Joe Corre will set fire to Sex Pistols records, clothing and memorabilia on Saturday, the 40th anniversary of when the influential punk rock band released debut single "Anarchy in the U.K.".
"I've been wondering for a long time what to do with it all and I think this is the right opportunity to say 'You know what, punk is dead. Stop conning a younger generation that it somehow has any currency to deal with the issues that they face'," he told a news conference on Thursday (November 24).
"It is not. It is dead and it's time to think about something else."
The collection, which includes rare recordings, posters and clothes sewn by Westwood, is valued between 5 million and 10 million pounds ($6.24 million-$12.5 million), Corre, who co-founded lingerie brand Agent Provocateur, said.
The burning, at a yet to be revealed location, is in protest at the British capital celebrating 40 years of punk with a series of events under the banner "Punk.London".
Asked why he did not sell the items and give the money to charity, Corre said: "Who is actually going to buy it?...It would end up going on some banker's wall.
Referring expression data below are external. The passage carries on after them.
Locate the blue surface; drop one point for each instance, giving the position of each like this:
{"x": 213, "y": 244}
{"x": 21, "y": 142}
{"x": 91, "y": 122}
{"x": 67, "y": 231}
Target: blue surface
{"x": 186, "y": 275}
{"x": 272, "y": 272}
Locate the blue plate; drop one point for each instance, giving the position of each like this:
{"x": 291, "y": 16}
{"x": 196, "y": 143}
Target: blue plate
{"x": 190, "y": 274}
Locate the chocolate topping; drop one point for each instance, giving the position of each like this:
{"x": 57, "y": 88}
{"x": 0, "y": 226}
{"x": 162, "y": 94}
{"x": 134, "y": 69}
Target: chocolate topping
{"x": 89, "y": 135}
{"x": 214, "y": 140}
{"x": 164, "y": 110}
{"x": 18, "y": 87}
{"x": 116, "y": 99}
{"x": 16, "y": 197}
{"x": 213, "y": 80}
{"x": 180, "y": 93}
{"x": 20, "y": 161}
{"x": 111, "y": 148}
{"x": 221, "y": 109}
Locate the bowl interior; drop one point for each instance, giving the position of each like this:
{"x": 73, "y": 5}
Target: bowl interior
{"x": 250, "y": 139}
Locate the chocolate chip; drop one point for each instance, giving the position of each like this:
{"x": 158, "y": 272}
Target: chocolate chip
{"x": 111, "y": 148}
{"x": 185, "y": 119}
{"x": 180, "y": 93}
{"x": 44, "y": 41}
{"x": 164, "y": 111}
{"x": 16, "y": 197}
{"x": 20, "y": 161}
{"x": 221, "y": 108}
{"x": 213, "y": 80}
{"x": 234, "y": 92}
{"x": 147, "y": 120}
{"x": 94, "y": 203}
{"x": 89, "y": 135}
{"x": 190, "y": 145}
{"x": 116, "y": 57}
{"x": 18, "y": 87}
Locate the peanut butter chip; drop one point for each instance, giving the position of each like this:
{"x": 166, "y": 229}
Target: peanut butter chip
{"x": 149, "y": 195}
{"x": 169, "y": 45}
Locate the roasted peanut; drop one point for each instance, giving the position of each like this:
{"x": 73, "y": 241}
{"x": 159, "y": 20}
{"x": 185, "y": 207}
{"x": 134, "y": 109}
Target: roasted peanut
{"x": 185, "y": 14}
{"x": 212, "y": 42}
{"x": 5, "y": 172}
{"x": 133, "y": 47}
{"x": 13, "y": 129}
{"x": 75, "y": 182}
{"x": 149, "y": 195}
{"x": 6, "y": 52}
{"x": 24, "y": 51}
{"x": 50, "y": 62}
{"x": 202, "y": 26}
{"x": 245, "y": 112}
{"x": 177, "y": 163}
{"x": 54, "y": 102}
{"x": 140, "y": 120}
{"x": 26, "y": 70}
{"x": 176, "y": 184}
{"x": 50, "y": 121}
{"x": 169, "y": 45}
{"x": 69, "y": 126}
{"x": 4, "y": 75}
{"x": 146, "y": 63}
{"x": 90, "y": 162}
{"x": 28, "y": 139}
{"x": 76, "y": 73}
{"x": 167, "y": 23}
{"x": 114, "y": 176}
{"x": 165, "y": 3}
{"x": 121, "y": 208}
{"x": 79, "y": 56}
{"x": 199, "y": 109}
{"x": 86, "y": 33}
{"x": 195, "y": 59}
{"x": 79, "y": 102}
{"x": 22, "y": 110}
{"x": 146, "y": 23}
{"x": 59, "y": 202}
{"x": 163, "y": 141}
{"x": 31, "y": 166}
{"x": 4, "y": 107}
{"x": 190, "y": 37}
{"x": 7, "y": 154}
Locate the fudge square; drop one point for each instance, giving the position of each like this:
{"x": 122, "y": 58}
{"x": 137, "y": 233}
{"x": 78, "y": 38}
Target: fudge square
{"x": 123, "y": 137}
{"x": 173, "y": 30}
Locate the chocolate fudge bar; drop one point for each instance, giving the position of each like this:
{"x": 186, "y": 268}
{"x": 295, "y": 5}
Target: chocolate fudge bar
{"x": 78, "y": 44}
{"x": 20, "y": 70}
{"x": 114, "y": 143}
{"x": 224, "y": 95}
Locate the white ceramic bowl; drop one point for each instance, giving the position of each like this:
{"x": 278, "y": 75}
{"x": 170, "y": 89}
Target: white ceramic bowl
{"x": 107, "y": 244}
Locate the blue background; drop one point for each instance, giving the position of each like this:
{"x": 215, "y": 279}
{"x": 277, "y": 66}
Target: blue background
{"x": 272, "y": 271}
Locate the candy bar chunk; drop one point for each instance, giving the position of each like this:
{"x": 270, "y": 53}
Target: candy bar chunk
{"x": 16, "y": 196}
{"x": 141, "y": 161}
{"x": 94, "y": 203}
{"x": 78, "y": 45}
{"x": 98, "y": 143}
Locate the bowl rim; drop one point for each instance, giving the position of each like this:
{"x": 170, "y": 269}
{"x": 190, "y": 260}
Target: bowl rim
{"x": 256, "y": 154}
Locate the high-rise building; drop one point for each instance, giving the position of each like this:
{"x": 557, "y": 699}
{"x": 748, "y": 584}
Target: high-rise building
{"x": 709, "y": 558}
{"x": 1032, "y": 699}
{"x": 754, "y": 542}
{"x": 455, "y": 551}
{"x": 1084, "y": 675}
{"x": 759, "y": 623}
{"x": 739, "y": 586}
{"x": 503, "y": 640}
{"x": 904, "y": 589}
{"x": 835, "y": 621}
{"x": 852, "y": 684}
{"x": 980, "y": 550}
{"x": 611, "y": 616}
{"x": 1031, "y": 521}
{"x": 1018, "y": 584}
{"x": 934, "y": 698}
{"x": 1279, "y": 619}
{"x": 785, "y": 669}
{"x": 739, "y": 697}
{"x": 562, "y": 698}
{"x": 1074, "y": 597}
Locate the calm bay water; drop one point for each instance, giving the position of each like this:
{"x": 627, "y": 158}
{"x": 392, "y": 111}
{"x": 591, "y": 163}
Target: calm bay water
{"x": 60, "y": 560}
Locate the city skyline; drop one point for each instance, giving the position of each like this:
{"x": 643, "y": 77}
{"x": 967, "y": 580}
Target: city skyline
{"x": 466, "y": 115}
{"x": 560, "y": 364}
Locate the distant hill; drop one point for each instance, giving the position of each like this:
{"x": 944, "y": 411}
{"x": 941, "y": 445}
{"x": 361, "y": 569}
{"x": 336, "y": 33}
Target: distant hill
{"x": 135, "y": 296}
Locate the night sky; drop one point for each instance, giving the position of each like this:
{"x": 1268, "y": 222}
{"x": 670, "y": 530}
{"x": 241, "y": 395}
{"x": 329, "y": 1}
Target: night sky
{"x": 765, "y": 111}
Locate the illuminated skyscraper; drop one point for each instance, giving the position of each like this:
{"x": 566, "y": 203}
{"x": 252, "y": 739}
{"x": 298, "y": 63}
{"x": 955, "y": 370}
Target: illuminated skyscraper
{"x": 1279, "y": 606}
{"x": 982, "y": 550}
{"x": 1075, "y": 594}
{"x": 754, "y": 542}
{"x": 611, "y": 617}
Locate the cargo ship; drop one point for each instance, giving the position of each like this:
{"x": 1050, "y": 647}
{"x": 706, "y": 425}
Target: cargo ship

That's who'd buy it and that doesn't satisfy me very much."
"I think the die-hard fans are confused and they don't interest me at all. Why would I give it to them? They are just conformists in another uniform."
Corre said his mother, Britain's grand dame of fashion who played an integral part of the 1970s punk scene, would be at the burning and that his late father would have approved.
"Whether he would have agreed with me to burn the lot I think he probably would have done and I think he'd think it was kind of hilarious," he said.
However Sex Pistols lead singer, John Lydon, formerly known by his stage name Johnny Rotten, has criticised Corre, telling British media he should sell the memorabilia and donate the funds to charity.
Corre said however he would keep a few items of sentimental value, including clothing he helped his mother sew as a boy.